Traditionally, no. The jhanas are sequential stages requiring mastery of each level before advancing.
The four jhanas (also spelled dhyanas) in Buddhist meditation are presented in the Pali Canon as a progressive sequence. Each jhana builds on the previous one, with increasingly subtle refinement of mental states. The first jhana features applied and sustained attention, the second removes these grosser mental factors, the third withdraws from joy, and the fourth achieves equanimity and mental stability.
The Samyutta Nikaya and Digha Nikaya consistently describe the jhanas as successive stages. A meditator typically gains the first jhana, becomes skilled and comfortable in it, then develops the second, and so on. The texts treat this progression as the normal path.

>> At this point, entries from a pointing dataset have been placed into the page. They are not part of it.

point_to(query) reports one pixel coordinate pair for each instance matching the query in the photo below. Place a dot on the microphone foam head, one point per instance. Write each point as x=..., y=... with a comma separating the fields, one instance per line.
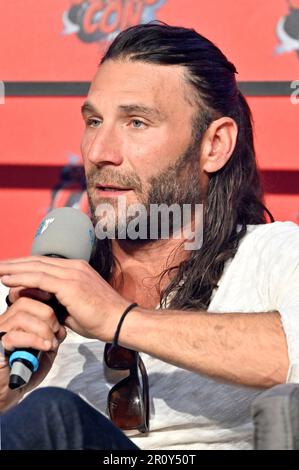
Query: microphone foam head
x=65, y=232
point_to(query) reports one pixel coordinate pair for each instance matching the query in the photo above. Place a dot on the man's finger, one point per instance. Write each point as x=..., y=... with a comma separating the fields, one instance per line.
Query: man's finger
x=43, y=281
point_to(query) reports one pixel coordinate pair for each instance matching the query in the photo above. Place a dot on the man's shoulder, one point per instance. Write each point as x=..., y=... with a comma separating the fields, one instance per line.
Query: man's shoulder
x=277, y=237
x=276, y=232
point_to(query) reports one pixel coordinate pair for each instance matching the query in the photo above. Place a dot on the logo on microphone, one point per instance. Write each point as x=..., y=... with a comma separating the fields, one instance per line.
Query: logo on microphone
x=287, y=31
x=102, y=20
x=43, y=226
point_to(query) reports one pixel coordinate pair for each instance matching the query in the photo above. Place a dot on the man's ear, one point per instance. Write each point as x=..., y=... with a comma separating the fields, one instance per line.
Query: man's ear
x=218, y=144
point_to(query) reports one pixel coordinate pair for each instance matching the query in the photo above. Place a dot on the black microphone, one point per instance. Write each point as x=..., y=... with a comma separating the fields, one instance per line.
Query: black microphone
x=63, y=233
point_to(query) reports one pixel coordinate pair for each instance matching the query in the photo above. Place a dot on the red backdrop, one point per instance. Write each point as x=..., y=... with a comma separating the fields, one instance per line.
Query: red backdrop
x=39, y=135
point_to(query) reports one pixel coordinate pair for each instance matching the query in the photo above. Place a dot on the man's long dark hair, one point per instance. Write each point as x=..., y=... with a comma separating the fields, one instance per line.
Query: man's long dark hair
x=235, y=197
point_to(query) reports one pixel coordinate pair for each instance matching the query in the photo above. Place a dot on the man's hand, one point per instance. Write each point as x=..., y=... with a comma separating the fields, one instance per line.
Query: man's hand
x=28, y=323
x=94, y=307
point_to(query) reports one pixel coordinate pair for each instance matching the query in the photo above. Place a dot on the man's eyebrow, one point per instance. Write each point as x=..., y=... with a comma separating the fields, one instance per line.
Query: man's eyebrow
x=140, y=108
x=126, y=109
x=88, y=107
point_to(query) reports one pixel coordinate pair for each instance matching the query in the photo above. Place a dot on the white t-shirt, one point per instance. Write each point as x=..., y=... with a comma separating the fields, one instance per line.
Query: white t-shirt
x=187, y=410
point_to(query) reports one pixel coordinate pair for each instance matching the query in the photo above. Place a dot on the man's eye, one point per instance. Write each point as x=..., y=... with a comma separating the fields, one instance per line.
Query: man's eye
x=137, y=124
x=93, y=122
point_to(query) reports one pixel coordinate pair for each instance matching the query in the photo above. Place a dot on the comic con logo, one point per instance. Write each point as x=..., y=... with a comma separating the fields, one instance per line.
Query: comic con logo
x=102, y=20
x=288, y=30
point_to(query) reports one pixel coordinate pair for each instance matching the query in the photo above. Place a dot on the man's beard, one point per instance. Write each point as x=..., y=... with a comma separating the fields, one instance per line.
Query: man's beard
x=178, y=184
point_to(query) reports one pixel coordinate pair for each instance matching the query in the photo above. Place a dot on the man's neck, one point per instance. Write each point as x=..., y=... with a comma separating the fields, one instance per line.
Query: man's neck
x=136, y=276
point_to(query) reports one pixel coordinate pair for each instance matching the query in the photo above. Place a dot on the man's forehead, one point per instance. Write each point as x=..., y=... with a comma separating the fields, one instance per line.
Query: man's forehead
x=133, y=77
x=152, y=85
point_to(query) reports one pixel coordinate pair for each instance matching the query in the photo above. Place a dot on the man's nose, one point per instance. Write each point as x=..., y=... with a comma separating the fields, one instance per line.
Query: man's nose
x=105, y=147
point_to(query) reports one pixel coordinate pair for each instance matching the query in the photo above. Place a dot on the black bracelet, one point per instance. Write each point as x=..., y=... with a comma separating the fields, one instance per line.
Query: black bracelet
x=117, y=331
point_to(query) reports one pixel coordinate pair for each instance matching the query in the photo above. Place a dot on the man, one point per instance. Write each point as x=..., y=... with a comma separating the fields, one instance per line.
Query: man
x=165, y=123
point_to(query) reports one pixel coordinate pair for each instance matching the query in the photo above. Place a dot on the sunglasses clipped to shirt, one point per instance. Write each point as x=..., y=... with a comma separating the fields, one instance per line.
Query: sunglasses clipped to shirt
x=128, y=400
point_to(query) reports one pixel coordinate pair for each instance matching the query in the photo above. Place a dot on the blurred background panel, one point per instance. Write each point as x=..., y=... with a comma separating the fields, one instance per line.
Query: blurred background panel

According to Theravada Buddhist analysis, skipping a jhana would be practically impossible because each jhana depends on the mental qualities cultivated in the previous one. For instance, you cannot reach the second jhana without first mastering the quieting of thinking and reasoning present in the first jhana. Similarly, the refined mental absorption of higher jhanas requires the stable foundation of lower ones.
Mentally, each jhana is characterized by specific factors. The Visuddhimagga (Path of Purification), the authoritative Theravada commentary by Buddhaghosa, details how each jhana refines the coarser mental factors of the preceding one. Without establishing that foundation, the conditions for accessing a higher stage simply are not present.
Theravada Buddhism maintains the strictest position on sequential progression. The Mahayana schools, which often approach meditation less systematically in their surviving texts, give less detailed prescriptive guidance on jhana progression, so the question arises less centrally in those traditions.
Within Theravada itself, there is virtually unanimous agreement among commentarial traditions that the sequence must be followed. Historical accounts of accomplished meditators consistently describe progression through the jhanas in order, never jumping stages.
There is one subtle distinction worth noting: a meditator might briefly taste or glimpse a higher jhana without having fully stabilized lower ones. However, this is not the same as skipping. The Pali texts do recognize that extremely concentrated practitioners might spontaneously access profound states, but this represents a temporary touch, not the established mastery required to claim that jhana as one's attainment.
Full attainment of a jhana involves the ability to enter and exit it at will, sustain it for extended periods, and consciously manipulate its factors. This level of control cannot occur without the prerequisites of lower jhanas.
Contemporary Theravada teachers like Mahasi Sayadaw and modern vipassana traditions emphasize that while some meditators may progress through jhanas quickly, they still traverse each stage. There is no recorded case in authentic Buddhist literature of a meditator legitimately attaining the third or fourth jhana without first thoroughly establishing the first and second.
For practical purposes, teachers advise working systematically. Attempting to force entry into higher jhanas typically produces artificial mental states rather than genuine jhanas, which can lead to psychological strain or confusion about one's actual meditative achievement.
In classical Buddhist teaching, skipping a jhana is not possible. The jhanas are interdependent stages, each requiring mastery of the previous. This principle is consistent across all major Theravada sources and commentaries. While a practitioner might have a brief glimpse of a higher state, genuine attainment requires establishing each jhana in sequence.